Imboscata contro militari israeliani,                                                    
riaperto oggi uno dei valichi
Tel Aviv, 28 gen -
Israele - Riaperto questa mattina uno dei  valichi di confine con la Striscia di Gaza per consentire il passaggio di almeno 200 camion di aiuti umanitari per la popolazione. Ma le autorità israeliane avvertono “intraprenderemo altre azioni di risposta militare” dopo l'imboscata di ieri contro una pattuglia militare costata la vita a un soldato e il ferimento di altri tre.
Tutto questo mentre il nuovo inviato americano per il Medio Oriente, George Mitchell, in arrivo oggi in Israele dal Cairo, insiste nel sollecitare "un prolungamento" e "un consolidamento" del fragile cessate il fuoco proclamato dalle parti il 18 e 19 gennaio scorsi dopo le tre settimane di guerra dell'operazione 'Piombo Fuso' .
Ehud Olmert ha definito "preliminari" le rappresaglie compiute ieri dalle forze armate israeliane in seguito all'imboscata (con un bilancio di due palestinesi uccisi e alcuni altri feriti) - rappresaglie a cui nella notte si è aggiunto un raid aereo contro i tunnel del contrabbando al confine fra Egitto e Gaza. Ancora Olmert ha voluto sottolineare come ogni attacco vada ascritto ad Hamas - il movimento islamico radicale al potere a Gaza da oltre un anno e mezzo - perché "è Hamas che controlla" la Striscia.

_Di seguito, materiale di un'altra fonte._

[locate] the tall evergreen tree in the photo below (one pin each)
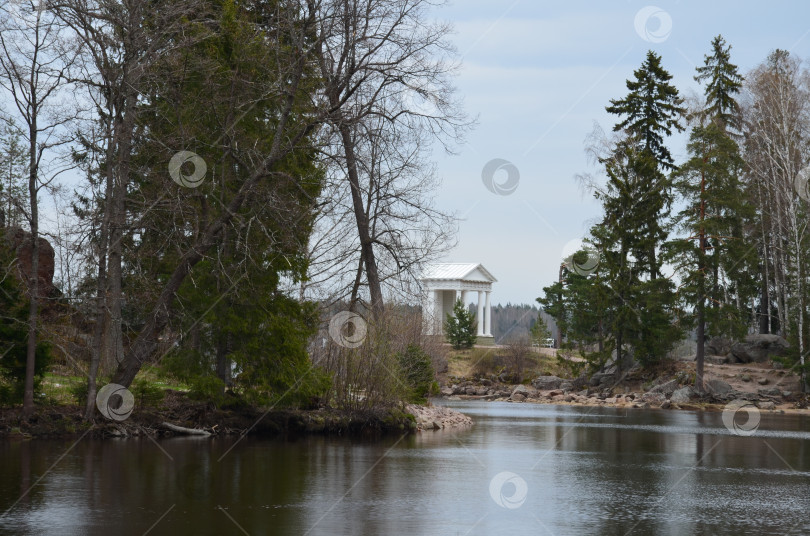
(651, 110)
(641, 312)
(724, 83)
(713, 258)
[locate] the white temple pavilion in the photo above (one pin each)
(445, 283)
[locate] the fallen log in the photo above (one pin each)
(186, 431)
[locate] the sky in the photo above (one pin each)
(538, 75)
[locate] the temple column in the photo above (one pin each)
(480, 313)
(488, 325)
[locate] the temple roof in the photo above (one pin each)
(459, 271)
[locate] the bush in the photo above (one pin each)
(485, 362)
(417, 373)
(208, 388)
(518, 358)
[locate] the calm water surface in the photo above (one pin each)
(554, 470)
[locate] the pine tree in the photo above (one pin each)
(460, 327)
(715, 211)
(650, 111)
(638, 312)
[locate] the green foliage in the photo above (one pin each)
(208, 389)
(623, 307)
(723, 82)
(539, 331)
(78, 392)
(485, 362)
(239, 325)
(14, 336)
(146, 393)
(651, 110)
(460, 327)
(417, 373)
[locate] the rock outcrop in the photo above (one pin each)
(437, 417)
(759, 348)
(19, 242)
(547, 383)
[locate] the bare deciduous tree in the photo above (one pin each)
(35, 62)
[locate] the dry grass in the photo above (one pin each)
(464, 363)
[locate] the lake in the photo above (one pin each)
(522, 469)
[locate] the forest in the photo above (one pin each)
(716, 243)
(202, 185)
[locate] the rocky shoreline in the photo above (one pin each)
(604, 390)
(437, 417)
(178, 415)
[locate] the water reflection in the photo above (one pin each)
(587, 471)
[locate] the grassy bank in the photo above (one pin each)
(158, 400)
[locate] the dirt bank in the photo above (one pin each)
(178, 410)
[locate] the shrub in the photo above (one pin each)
(518, 358)
(146, 394)
(485, 362)
(208, 388)
(417, 374)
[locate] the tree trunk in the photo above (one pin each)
(361, 218)
(33, 277)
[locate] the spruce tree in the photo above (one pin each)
(460, 327)
(715, 212)
(724, 83)
(651, 110)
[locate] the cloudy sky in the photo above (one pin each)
(538, 75)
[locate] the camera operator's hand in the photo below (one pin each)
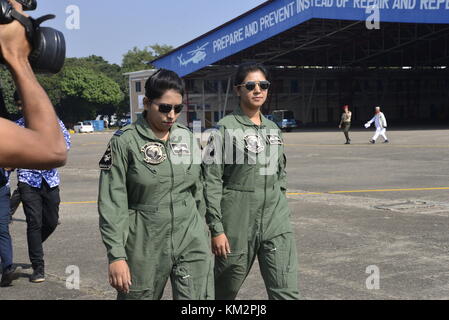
(13, 42)
(41, 144)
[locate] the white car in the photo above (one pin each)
(84, 127)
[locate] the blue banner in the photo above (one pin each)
(280, 15)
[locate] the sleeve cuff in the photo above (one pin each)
(216, 229)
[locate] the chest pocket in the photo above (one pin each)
(239, 177)
(145, 183)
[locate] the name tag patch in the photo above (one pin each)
(153, 153)
(106, 161)
(274, 139)
(254, 143)
(180, 149)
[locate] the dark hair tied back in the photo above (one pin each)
(162, 81)
(245, 68)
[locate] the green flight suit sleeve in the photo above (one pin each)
(113, 202)
(198, 194)
(282, 169)
(213, 181)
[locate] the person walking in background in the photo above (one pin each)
(5, 237)
(381, 125)
(345, 122)
(39, 192)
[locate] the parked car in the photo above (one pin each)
(284, 119)
(84, 127)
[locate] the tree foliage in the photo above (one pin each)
(93, 87)
(89, 86)
(137, 59)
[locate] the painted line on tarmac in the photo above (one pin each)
(365, 191)
(79, 202)
(313, 193)
(370, 145)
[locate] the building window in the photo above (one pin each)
(294, 84)
(138, 86)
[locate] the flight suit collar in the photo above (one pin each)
(244, 119)
(145, 130)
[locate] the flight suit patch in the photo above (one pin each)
(180, 149)
(118, 133)
(274, 139)
(106, 161)
(254, 143)
(153, 153)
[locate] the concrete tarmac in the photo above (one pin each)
(355, 209)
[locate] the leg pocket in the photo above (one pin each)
(278, 262)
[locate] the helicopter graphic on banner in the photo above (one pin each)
(196, 56)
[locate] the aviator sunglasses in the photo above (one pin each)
(167, 108)
(251, 85)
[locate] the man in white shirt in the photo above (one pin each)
(381, 125)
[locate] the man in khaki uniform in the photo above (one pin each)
(345, 123)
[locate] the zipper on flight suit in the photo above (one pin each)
(172, 211)
(265, 185)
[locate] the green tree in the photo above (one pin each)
(93, 87)
(8, 88)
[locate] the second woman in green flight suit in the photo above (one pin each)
(151, 202)
(245, 185)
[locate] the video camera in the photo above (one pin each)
(48, 44)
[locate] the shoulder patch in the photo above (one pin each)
(106, 161)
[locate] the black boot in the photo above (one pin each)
(8, 276)
(38, 275)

Ahmadinejad accusa gli Stati Uniti
Teheran, 28 gen -
In un comizio tenuto nella città di Kermanshah il presidente iraniano ha accusato gli americani di avere organizzato il colpo di Stato che nel 1953 rovesciò il governo di Mohammad Mossadeq, che aveva nazionalizzato l'industria petrolifera, di avere sostenuto dopo la rivoluzione del 1979 "gruppi terroristi" oppositori del regime religioso, e di avere "incoraggiato Saddam Hussein ad attaccare l'Iran".  Per poi avvertire : “Stiamo studiando ogni mossa della nuova amministrazione americana e se vi saranno cambiamenti veri ed essenziali, li accoglieremo favorevolmente". "Ma - ha detto  - se qualcuno, anche nel nuovo governo, vorrà usare lo stesso linguaggio di Bush, la nostra risposta sarà la stessa che abbiamo dato all'ex presidente e ai suoi mercenari".